An investigation is underway into how an Auckland border worker contracted Covid-19, with the possibility the virus was contracted through airborne transmission.
The worker, who cleans high-risk planes at Auckland International Airport, tested positive for coronavirus on Monday.
Covid-19 Response Minister Chris Hipkins said yesterday, the genomic sequencing results show they contracted the UK variant of the virus, most likely from a passenger that returned on April 10.
Exactly how the worker would have picked up the virus is still unknown, as there was no face to face contact between the worker and passengers.
But University of Canterbury’s Professor Michael Plank told Breakfast today it's likely the worker picked up the virus through airborne transmission while cleaning a plane an infected person had arrived in Auckland on.
While direct contact is the most common source of transmission, there have been previously reported border cases linked to airborne transmission.
Plank - an a expert in mathematical modelling - is calling for the Government to overhaul its approach to dealing with the virus at the border after the fully vaccinated worker contracted the virus despite following strict protocols.
“Obviously they were using PPE but it’s thinking about the air, the airspace and ways that we can make it not contaminated.”
“This thing with Covid is once you minimize the risk, you find that there’s actually another risk and it looks like airborne is the most likely risk we should be concerned with,” he says.
“Do we need to leave a longer period of time before the person goes on to the plane? Can we run the ventilation system before anyone goes through?”
A deep clean of the infection site has already begun by the worker’s employer, Menzies Aviation, under advice from the Ministry of Health.

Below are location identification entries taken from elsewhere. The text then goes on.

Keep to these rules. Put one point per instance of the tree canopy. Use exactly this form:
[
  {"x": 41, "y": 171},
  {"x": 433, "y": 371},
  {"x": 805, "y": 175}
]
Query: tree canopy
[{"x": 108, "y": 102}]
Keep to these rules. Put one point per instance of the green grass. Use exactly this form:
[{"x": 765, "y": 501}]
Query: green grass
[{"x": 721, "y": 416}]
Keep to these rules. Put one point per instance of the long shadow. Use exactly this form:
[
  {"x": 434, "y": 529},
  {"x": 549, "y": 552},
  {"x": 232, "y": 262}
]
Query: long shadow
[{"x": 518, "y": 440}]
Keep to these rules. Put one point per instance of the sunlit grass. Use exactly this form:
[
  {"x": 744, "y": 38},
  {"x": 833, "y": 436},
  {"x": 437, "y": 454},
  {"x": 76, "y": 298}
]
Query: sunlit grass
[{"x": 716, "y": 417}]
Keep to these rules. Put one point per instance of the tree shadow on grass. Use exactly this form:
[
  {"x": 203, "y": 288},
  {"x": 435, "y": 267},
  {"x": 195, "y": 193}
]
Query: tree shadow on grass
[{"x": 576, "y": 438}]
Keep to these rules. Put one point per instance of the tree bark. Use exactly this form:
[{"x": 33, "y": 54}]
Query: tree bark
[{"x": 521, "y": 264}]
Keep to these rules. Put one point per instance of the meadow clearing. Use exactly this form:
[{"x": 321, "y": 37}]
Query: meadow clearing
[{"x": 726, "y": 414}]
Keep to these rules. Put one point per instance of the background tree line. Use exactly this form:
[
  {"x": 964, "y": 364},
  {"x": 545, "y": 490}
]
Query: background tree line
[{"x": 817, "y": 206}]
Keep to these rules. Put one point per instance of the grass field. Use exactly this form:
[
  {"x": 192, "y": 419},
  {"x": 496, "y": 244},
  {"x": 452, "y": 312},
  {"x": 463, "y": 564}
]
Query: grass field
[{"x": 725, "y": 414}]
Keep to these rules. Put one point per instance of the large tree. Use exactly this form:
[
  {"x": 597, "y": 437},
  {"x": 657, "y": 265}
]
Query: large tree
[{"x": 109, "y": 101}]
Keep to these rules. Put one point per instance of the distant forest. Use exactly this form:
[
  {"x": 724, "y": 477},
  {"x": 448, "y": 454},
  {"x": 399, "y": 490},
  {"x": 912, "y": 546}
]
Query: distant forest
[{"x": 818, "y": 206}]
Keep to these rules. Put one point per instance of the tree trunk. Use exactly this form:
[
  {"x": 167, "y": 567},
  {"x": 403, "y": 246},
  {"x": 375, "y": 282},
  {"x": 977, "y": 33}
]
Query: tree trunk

In a statement, the company says it's working to inform staff who may have come in to contact with the infected worker.
It wouldn’t be the first case of airborne transmission of Covid-19 in New Zealand after an investigation launched in February following an outbreak at Auckland’s Pullman Hotel.
It was later found to be caused by droplets in the air and not contaminated surfaces.
Five people tested positive for the virus after they had left MIQ, which sparked a full upgrade of the facility’s ventilation system.
“We’ve seen from CCTV footage that when it came to being tested, both their bedroom doors were open minutes apart,” Plank told Breakfast.
“It looks like that was how they actually came to be infected.”
Plank argues that while the Ministry of Health has focused on the higher risk of face-to-face transmission, it’s allowed for airborne infections to become “more common by comparison.”